The diagnosis of bipolar disorder is based on a review of symptoms and potential medical explanations for those symptoms, as there is no biological marker for the disorder. In clinical practice, symptoms are frequently reviewed in an unstructured manner. It should be noted, though, that when practitioners do not use structured diagnostic tools, as many as half of comorbid conditions go undetected (
Zimmerman & Mattia, 1999). Furthermore, many practitioners report that they do not routinely screen for bipolar disorder even among people with a history of major depression, many of whom would meet the diagnostic criteria for bipolar disorder (
Brickman, LoPicollo, & Johnson, 2002). Due to informal or poor screening, the average time between onset of symptoms and formal diagnosis is more than seven years (
Lish, Dime-Meenan, Whybrow, Price, & Hirschfeld, 1994;
Mantere, Suiminen, Leppamaki, Arvilommi, & Isometsa, 2004).

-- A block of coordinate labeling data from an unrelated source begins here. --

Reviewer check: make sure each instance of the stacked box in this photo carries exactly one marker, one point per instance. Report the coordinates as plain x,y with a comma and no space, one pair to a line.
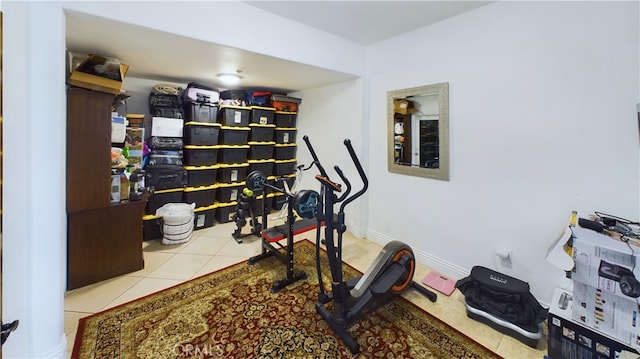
285,135
234,135
200,111
233,153
236,172
202,196
229,192
261,133
200,155
285,167
264,166
262,115
261,150
201,134
285,151
285,119
234,115
201,175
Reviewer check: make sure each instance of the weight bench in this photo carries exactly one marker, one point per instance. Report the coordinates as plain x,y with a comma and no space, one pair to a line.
272,236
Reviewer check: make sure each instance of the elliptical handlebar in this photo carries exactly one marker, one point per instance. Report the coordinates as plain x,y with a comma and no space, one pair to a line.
363,176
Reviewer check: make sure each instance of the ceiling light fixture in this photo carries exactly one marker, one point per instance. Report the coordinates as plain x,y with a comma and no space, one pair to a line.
229,78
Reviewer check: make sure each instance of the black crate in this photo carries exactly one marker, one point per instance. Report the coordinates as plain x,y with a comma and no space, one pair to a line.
262,115
202,196
264,166
151,227
200,155
164,157
284,151
261,133
200,112
285,167
229,192
285,135
229,173
201,175
159,198
165,177
201,134
204,217
261,150
225,212
285,119
234,115
233,154
234,135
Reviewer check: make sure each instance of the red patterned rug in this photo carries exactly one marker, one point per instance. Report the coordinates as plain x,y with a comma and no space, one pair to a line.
231,313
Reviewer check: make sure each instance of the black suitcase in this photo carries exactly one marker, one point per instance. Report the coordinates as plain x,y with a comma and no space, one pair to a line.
165,177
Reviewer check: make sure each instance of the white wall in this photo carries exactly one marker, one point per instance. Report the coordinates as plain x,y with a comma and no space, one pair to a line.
542,122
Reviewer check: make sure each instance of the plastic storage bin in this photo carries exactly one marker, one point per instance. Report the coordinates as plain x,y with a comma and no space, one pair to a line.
230,173
234,135
261,133
233,115
261,150
262,115
285,151
201,134
233,153
200,155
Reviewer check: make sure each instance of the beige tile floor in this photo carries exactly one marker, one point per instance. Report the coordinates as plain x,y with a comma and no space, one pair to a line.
213,248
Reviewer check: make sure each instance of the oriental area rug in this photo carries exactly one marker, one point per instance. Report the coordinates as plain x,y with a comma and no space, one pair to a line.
231,313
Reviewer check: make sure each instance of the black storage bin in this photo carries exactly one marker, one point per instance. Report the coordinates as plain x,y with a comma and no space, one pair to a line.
225,212
200,155
285,167
229,192
164,157
261,133
151,227
262,115
204,217
165,176
165,143
286,119
202,196
201,134
234,135
233,115
264,166
285,151
285,135
236,172
159,198
201,175
233,153
261,150
200,112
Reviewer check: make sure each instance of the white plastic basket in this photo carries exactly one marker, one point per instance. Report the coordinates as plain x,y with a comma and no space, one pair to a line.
177,222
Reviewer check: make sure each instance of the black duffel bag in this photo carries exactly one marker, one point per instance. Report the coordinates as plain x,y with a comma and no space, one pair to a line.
502,296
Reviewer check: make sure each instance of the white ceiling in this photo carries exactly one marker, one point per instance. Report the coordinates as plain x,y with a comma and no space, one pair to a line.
363,22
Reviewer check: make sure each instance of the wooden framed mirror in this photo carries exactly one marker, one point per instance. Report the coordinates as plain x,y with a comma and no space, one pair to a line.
418,131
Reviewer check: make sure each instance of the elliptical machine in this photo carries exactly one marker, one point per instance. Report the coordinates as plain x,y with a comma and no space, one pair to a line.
390,274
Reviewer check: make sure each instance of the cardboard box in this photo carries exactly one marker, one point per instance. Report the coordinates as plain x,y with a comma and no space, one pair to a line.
570,340
605,263
606,313
87,75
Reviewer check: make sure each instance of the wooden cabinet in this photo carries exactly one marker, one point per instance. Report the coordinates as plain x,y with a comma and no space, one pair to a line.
104,240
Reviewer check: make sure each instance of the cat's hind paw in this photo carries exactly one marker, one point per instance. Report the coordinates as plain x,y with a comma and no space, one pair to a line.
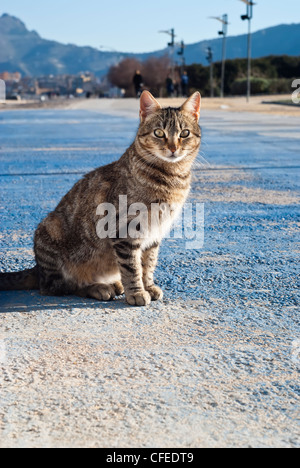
140,299
155,292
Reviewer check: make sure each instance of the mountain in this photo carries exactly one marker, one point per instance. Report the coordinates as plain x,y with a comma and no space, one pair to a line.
25,51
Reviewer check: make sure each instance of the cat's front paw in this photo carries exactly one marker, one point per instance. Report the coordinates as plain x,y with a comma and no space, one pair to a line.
140,299
155,292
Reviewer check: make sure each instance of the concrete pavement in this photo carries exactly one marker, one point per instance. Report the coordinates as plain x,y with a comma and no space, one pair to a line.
217,362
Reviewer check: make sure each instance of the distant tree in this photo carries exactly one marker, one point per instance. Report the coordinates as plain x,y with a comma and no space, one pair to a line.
121,75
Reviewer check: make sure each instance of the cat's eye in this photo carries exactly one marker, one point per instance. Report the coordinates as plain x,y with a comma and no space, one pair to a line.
185,134
159,133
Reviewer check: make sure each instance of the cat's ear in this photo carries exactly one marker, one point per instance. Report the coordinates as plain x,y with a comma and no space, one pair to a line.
193,105
148,105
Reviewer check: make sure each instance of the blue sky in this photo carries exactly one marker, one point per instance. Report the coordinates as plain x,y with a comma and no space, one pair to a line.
132,26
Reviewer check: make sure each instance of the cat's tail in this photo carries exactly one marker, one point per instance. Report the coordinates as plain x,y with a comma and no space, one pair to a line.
20,280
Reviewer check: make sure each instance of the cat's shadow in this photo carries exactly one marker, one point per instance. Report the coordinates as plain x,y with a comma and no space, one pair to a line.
32,301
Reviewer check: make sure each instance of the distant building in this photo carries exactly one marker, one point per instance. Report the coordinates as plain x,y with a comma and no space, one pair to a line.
7,76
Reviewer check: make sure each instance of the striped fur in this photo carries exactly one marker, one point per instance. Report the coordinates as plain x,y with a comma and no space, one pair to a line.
72,259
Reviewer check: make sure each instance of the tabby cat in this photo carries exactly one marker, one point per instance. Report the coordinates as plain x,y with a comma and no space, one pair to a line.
155,169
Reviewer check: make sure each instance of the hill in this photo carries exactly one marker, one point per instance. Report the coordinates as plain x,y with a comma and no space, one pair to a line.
27,52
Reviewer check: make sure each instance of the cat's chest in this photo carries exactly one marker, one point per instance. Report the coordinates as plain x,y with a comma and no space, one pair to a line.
160,220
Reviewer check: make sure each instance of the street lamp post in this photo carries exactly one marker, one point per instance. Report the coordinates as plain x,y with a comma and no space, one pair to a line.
224,21
209,58
172,47
248,16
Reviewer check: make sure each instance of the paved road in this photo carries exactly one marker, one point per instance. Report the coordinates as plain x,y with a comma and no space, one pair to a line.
217,362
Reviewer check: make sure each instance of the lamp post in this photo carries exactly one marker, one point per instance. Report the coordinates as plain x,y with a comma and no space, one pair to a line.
209,58
248,16
224,21
172,47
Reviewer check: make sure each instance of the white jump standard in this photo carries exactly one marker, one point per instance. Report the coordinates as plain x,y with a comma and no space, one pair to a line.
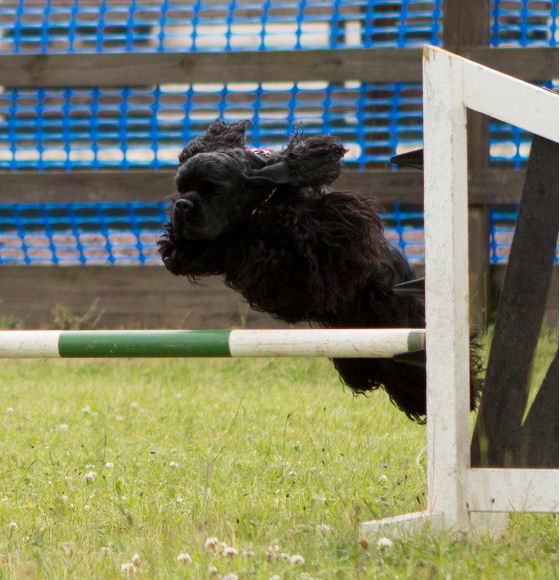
340,343
460,497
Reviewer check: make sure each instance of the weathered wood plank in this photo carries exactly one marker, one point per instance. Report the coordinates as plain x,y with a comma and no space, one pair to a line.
132,69
486,186
498,430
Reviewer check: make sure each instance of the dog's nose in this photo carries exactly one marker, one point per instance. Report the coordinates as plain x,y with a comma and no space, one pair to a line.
184,205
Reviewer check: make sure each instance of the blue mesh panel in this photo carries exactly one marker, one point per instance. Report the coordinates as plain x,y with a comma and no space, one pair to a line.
145,127
524,23
72,128
27,26
135,127
89,234
73,234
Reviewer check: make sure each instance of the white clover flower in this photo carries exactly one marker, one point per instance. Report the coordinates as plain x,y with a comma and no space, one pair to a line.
229,551
220,547
272,551
363,543
184,558
211,543
127,569
384,544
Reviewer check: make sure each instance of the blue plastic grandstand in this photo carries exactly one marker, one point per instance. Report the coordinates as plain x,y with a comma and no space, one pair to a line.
73,128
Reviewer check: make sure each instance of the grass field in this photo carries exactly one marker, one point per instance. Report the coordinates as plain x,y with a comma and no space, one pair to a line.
102,460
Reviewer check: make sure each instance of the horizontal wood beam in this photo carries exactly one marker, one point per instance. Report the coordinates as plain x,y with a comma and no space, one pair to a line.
488,186
382,65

Improper diagnosis has serious repercussions because antidepressant treatment without mood-stabilizing medication can trigger iatrogenic mania (
Ghaemi et al., 2001).
Several semistructured interviews have been developed to assess bipolar disorder in adults. The two most commonly used measures are the Structured Clinical Interview for
DSM-IV (SCID) and the Schedule for Affective Disorders and Schizophrenia (SADS). We will not focus here on the Composite Interview Diagnostic Interview (CIDI;
Robbins et al., 1988), which has been developed and used mostly in epidemiological surveys (e.g.,
Kessler & Zhao, 1999). Briefly, there is some evidence that the CIDI may systematically underdiagnose bipolar disorder (e.g.,
Kessler, Rubinow, Holmes, Abelson, & Zhao, 1997), but more recent work has since validated it against the SCID (
Kessler et al., 2006). The SCID and the SADS both provide interview probes, symptom thresholds, and information about exclusion criteria (i.e., medical or pharmacological conditions that may induce mania). They differ, however, in the criteria they were designed to assess. The SCID is designed to help assess diagnoses according to the
DSM-IV, whereas the SADS is designed to assess diagnoses according to the Research Diagnostic Criteria (RDC). RDC criteria are stricter in that psychotic symptoms are more likely to yield a diagnosis of schizoaffective disorder than would be applied in the
DSM-IV criteria; within the
DSM-IV criteria, psychotic symptoms must be present for at least two weeks outside of episode to be considered evidence of schizoaffective disorder. Further details about these measures are provided next. We begin by describing the measures and their psychometric characteristics for assessing bipolar I disorder. We then turn toward some specific issues that complicate the assessment of milder forms of bipolar disorder. summarizes some of the well-supported measures for the diagnosis of bipolar disorder.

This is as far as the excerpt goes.